Welcome to weekly series The Singles Life, where known experts Katie Parker and Hussein Moses peruse, ponder and pontificate on the latest and (maybe) greatest in New Zealand music.
It may be hard to recall in these dark times, but there really was a moment when that cross-stitched Kanye tweet you bought off Etsy was - dare we say it - cool. While that time has thankfully passed, twee is not gone and nor has its audience. Which brings us to Christchurch's Pickle Darling who, from top to toe, seems about as twee as it gets. Katie loves it; Hussein’s not so sure - time for a debate!
Katie: I think it's pretty safe to say that in 2017, twee is a dirty word: Seth Cohen grew up; Zooey Deschanel isn’t cool anymore; People still like Wes Anderson movies but they probably don’t post pretty little Grand Budapest Hotel stills on their Facebook walls anymore - and nor should they. Objectively, twee is almost always terrible; a hideous mix of cutesiness and cynicism and we all indulged it longer than we ought have.
OR SO I THOUGHT.
While I feel these things in theory, in practice it gets more complicated and this is particularly true of music which can get away with a smidgen more fluff than everything else.

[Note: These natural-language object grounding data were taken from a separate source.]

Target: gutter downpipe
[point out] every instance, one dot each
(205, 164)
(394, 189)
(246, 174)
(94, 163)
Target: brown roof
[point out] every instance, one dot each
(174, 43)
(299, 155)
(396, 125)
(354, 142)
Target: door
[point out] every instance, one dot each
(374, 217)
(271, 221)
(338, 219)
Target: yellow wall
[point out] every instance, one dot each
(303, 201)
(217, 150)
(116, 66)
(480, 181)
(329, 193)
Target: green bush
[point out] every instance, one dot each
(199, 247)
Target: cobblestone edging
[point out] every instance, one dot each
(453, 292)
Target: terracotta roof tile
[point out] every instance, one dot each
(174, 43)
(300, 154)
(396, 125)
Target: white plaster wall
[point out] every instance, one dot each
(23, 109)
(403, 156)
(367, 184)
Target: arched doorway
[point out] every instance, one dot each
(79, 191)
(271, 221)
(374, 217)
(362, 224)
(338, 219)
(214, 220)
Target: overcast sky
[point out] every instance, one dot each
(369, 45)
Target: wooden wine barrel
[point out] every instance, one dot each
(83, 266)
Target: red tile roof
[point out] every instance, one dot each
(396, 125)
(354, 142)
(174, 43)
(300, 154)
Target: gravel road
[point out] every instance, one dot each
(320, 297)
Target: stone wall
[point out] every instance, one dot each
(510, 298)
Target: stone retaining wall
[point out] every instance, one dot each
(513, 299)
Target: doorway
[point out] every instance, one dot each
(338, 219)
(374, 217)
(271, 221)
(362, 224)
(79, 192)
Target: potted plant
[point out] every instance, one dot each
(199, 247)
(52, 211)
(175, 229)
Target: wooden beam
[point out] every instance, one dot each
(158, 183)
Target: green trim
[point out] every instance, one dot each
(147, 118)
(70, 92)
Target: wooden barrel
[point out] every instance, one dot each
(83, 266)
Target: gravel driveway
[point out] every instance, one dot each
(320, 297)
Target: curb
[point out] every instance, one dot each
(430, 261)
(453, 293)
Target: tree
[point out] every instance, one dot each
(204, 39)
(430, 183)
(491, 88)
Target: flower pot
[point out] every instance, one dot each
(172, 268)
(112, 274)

Enter Pickle Darling, the bedroom pop project of Christchurch-based artist Lukas Mayo. His new video for the song ‘Chomsky’s Sweater’ caught my eye and my dopey little heart with a blend of melancholy lo-fi loveliness, the likes of which I had considered myself immune to.
Am I falling into a trap of cute boys and fluffy jumpers or is Pickle Darling the real deal?
You can catch me running in the other direction anytime someone mentions this stupid genre. Well, maybe that's not entirely true - I do have my fair share of Bright Eyes records - but these days I'm firmly on the 'burn all ukuleles' side of the conversation. Something about it just doesn't sit right, which maybe comes down to the fact that it's the easy listening soundtrack to what feels like every commercial on TV. It didn't take long for the genre to wear out its welcome once advertisers figured out they could use it to their advantage.
One other thing: did you know there is a sub-genre of twee called “cuddlecore”? I repeat, THERE IS A GENRE CALLED “CUDDLECORE”.
I'm going to need some more convincing.
Katie: Um, Bright Eyes isn’t twee. I can’t believe you would say that to me.
I think what can keep twee from being truly intolerable is nuance and to me Pickle Darling has it.
Sure he’s signed to a Slovakian label that only makes cassettes which he sells in pretty cases in some niche shop in Japan and on his website he sells handwritten lyric sheets complete with illustrations (my favourite being this one which is called Legend of the Gobbos, named after the incredible ‘90s video game Croc: Legend of the Gobbos and includes a small drawing of Croc himself).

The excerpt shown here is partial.